Looks right! Let’s make a plot using day365:

ggplot(temp_data) +
  aes(x = day365, y = crimes) +
  geom_point()

This is much better.

Really quickly, I want you to notice a few things about ggplot from the code used to produce the above figures. First, ggplot works by building figures in steps. We call these layers. Second, we add layers (literally) by using the + operator. While normally we use this for addition (i.e., 2 + 2) when we use ggplot the + acts a lot like this thing called a pipe operator (%>% or for later versions of R |>). Basically, the + in ggplot just tells R that we want to add a new set of commands or instructions for creating a plot.

More formally, the ggplot workflow looks like:

  1. Feed ggplot data.
  2. Map aesthetics (tell ggplot what relationships to show).
  3. Draw geometry (tell ggplot how to show these relationships).
  4. Customize.

These steps are just a starting point. We can riff on them in various ways to make a more interesting plot. As we do this, another thing to note about making figures with ggplot() is that we can save them as objects in R. Check it out:

p <- ggplot(temp_data) +
  aes(x = day365, y = crimes) + 
  geom_point()

The object p is our ggplot data viz. Now, every time we write p, it tells R to produce the figure:

p

This feature of working with ggplot is great. The biggest benefit is that it lets us build up a solid foundation for a data viz and then add new details later.

For example, say we want to add another geometry layer, like a regression smoother (basically a model that finds the best fit for the data). All we need to do is add a new layer to p like so:

p + geom_smooth()
`geom_smooth()` using method = 'loess' and formula = 'y ~ x'

Because I saved the first plot as the object p, I didn’t have to re-write the code to produce the old plot before adding a new layer.

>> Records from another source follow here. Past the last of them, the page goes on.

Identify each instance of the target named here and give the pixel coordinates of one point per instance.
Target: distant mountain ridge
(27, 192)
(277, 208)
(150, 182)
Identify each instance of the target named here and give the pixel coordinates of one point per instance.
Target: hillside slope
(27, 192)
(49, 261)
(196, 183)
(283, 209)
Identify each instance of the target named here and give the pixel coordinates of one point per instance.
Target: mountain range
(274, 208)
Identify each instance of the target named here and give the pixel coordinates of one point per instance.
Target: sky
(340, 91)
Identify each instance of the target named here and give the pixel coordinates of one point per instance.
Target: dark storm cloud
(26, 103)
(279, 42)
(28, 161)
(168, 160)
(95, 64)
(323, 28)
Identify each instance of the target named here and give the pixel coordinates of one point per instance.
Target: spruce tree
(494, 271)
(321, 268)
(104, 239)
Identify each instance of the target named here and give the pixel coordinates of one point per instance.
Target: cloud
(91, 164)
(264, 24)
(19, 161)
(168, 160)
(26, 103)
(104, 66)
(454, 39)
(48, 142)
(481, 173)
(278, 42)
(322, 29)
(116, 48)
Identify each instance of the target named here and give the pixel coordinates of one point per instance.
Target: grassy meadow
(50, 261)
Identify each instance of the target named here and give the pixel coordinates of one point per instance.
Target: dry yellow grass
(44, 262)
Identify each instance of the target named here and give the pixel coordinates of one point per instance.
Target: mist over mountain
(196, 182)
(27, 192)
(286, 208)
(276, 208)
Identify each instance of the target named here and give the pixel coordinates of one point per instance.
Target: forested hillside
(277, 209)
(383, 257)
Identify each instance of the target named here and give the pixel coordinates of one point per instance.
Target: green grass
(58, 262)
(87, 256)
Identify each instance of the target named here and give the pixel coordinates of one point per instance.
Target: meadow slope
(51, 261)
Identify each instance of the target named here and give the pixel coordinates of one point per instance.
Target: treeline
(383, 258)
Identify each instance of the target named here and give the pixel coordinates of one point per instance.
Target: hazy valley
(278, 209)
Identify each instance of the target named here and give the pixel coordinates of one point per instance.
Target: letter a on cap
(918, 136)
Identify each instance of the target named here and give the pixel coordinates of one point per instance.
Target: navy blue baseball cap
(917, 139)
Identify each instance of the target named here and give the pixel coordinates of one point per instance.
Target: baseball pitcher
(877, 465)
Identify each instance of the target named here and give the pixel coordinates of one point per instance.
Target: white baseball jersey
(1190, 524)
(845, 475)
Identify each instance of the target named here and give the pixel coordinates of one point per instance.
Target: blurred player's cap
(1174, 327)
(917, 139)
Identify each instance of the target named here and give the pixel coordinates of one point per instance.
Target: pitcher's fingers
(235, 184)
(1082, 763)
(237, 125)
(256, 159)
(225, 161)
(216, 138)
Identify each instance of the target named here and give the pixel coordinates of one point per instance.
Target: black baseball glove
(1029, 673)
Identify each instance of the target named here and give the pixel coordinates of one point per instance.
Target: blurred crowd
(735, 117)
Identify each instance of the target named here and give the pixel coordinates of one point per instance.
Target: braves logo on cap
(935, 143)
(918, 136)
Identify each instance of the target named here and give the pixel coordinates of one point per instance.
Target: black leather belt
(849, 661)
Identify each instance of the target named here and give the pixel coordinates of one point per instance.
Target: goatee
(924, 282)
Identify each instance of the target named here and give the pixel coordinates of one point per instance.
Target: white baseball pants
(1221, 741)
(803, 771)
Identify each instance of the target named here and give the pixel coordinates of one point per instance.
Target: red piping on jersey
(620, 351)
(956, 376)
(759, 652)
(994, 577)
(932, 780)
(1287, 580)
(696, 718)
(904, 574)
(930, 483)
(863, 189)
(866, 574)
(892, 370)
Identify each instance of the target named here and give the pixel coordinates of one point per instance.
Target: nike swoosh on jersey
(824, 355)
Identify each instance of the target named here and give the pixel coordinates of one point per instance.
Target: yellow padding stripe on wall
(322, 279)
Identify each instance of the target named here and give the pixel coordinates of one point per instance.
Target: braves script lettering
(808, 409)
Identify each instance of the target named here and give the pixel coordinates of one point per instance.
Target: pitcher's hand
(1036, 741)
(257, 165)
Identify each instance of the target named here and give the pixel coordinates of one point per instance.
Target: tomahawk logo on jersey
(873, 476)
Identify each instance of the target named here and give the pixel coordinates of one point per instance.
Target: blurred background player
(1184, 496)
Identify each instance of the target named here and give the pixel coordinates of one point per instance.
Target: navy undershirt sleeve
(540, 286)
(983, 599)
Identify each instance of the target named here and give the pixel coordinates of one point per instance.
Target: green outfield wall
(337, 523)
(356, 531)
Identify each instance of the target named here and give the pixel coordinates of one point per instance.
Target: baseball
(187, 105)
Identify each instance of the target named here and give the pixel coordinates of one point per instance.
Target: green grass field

In addition to the smoothed model we fit to the data, let’s update the plot labels as well to make them more informative:

p + 
  geom_smooth() +
  labs(
    x = "Days",
    y = "Number of Crimes",
    title = "Crimes committed in Chicago in 2018"
  )
`geom_smooth()` using method = 'loess' and formula = 'y ~ x'

The labs() function lets us update the labels of our plot.

3.4 Helpful Resources for Learning More

This class is not about how to use R in its entirety. Here are some resources for you to check out on your own time:

My personal favorite is swirlstats.com, because it lets you work at your own pace directly in R, and for free.

3.5 Wrapping up

Working with code is hard, and I promise you that you will run into problems. When you do, just remember that everyone has problems with their code. It’s normal, and it would be weird if you didn’t have any issues.